Jesse Camp
Jesse & the 8th Street Kidz
(Hollywood 62214)

What a piece of crap. This is the worst CD ever made. Okay, now I'm going to put it on and listen to it.

Few discs in recent memory have made me actually angry at their very existence, but this one pushes all my buttons. Just the fact that Jesse Camp was provided with the opportunity to make a CD at all is frustrating enough, much less the fact that he seems to be on a misguided crusade to "bring back rock" or whatever.

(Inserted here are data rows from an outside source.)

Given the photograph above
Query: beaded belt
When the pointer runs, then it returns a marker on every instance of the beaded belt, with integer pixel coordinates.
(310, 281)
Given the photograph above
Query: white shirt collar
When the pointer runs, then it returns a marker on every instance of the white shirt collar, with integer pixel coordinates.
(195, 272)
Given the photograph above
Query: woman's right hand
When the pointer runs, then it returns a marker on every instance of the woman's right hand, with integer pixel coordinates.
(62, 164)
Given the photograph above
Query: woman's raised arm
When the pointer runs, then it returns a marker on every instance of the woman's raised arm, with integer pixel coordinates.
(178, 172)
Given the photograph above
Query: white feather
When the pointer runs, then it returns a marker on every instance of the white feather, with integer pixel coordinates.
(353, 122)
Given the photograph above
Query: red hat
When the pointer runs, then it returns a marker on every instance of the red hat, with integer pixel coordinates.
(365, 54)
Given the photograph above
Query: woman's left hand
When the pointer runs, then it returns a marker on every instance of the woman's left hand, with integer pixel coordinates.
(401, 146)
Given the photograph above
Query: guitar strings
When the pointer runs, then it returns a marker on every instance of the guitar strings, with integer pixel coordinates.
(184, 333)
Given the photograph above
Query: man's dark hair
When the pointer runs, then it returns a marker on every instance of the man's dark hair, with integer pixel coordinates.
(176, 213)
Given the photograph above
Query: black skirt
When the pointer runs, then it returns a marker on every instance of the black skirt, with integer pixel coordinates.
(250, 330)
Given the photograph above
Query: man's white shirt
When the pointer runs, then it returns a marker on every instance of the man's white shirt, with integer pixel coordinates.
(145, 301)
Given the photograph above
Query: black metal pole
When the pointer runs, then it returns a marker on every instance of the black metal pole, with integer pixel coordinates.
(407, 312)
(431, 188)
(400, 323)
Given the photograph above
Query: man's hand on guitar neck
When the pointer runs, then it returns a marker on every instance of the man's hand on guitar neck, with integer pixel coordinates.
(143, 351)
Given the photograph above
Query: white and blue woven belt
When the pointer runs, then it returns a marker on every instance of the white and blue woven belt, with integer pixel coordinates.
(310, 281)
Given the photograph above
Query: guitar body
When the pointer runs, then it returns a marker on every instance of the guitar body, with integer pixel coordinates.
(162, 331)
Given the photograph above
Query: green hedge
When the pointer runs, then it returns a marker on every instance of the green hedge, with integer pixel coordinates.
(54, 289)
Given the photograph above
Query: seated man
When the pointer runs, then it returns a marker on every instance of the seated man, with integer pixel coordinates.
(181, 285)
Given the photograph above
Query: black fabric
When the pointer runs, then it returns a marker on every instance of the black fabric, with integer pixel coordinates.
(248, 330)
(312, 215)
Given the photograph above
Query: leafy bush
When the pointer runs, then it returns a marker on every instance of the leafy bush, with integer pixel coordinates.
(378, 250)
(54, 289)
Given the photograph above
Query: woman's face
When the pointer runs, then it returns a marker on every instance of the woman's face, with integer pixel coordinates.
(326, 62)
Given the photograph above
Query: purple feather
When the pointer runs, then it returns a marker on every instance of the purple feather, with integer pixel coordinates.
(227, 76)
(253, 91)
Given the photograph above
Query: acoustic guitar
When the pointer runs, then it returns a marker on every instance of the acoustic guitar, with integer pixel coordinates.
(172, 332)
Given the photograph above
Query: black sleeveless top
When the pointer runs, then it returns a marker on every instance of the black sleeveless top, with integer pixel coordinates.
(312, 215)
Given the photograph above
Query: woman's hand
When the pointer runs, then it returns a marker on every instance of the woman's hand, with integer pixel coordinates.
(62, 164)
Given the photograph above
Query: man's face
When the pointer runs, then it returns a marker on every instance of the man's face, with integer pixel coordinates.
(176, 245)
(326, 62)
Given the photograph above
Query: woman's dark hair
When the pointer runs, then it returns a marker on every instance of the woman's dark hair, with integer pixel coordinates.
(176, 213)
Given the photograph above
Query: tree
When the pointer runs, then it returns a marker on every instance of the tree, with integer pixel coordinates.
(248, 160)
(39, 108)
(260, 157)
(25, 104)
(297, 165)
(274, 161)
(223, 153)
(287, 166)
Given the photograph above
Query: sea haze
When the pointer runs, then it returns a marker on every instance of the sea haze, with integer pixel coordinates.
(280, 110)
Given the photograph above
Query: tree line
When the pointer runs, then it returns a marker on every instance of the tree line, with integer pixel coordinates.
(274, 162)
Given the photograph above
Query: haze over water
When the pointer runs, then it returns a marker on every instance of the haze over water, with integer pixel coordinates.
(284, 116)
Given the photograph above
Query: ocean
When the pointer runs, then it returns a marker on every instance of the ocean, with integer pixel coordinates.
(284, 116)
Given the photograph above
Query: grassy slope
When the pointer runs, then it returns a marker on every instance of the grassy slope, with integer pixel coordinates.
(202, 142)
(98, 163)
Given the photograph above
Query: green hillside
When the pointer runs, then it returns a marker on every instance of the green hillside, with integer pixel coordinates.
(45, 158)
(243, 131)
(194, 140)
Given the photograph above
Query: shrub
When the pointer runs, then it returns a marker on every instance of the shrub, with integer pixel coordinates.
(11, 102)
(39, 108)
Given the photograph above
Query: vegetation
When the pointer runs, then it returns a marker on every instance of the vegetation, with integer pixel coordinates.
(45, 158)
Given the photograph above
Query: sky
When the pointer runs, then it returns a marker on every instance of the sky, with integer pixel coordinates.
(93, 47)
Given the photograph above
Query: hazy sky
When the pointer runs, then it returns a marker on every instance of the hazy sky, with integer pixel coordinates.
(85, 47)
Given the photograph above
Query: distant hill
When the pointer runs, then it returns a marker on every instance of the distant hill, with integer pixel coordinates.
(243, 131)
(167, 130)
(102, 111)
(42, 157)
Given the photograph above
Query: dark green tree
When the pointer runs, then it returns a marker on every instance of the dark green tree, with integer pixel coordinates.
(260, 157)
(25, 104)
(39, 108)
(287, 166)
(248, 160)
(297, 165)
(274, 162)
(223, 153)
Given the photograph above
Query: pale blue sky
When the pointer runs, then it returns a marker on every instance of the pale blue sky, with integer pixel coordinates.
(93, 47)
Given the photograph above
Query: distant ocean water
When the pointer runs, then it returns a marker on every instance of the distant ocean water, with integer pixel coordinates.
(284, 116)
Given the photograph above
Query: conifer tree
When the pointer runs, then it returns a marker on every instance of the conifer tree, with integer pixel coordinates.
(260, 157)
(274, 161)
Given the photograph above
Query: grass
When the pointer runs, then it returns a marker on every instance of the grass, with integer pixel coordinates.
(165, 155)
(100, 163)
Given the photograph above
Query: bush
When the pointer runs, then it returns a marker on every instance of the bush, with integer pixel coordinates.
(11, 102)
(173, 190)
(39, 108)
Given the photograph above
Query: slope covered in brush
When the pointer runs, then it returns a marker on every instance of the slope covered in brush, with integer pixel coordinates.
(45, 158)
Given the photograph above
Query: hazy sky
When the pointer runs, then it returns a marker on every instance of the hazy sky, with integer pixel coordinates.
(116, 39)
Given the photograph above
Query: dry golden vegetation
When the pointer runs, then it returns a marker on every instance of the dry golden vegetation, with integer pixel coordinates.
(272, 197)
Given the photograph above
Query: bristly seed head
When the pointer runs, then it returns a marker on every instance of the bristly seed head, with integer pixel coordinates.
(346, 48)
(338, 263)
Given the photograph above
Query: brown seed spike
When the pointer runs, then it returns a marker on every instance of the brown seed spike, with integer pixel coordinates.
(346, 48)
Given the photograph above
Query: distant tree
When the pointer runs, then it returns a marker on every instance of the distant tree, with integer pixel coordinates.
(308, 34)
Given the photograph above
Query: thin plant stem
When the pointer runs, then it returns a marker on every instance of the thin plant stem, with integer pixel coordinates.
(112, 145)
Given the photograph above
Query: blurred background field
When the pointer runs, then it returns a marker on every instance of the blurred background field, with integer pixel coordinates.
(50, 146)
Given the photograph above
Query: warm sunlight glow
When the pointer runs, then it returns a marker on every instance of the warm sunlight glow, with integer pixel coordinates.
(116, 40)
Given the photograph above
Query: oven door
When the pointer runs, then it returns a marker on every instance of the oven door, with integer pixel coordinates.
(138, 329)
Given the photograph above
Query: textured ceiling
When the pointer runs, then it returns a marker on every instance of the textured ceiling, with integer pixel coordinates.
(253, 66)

Of course, he'd have been (more) stupid to try to make an album that was anything but moron rock, but that doesn't make it any more listenable. The music is actually competent, full-throttle New York hard rock, elevated above bar-band status by the presence of Rick Nielsen on some tracks, but like a Leif Garrett album, Jesse's album seems to pull every possible sleight-of-hand trick to obscure the fact that Jesse can't sing and has nothing to recommend him as a frontman.

It's a lot of glammy bluster and mush-mouth speak-sing, with fast tempos to hide the lack of catchy melody, mixed with the typical Bob Clearmountain sheen that, if you were not paying close attention, might convince you that this is a fun little record. It's not. It's pretty desperate and pathetic, an instantaneous bargain bin piece of crap that Hollywood Records probably intended as a tax write-off from the get-go.

A few of the tracks are less dopey than others (if I had to pick a favorite, it would be "Summertime Squatters," though that would entail redefining the word "favorite" to mean "the track in which I feel the least grief for art and humanity."

Actually, if you can train yourself to ignore Jesse's voice, which is something like Perry Farrell doing Lou Reed (badly), you might derive some satisfaction from the album, though if so, you probably have a much wider tolerance for T. Rex and/or Skid Row than I do.

I did not listen to the whole album – that would have been literal torture not to mention a serious waste of time. The whole affair might have been tolerable if Jesse's "wild street-kid" shtick were remotely believable – even on MTV it was clear that the voice was fake, and it doesn't translate well to an album, that's for sure.

Confusingly, someone actually snared Stevie Nicks into doing background vocals on a track ("Saviour"), another track that can be tolerable if you can stop hearing Jesse's voice in the mix (which is not all that hard, as they bury him beneath the real singers through most of the album).

All in all, a thorough piece of shit. Anyone who buys it deserves it.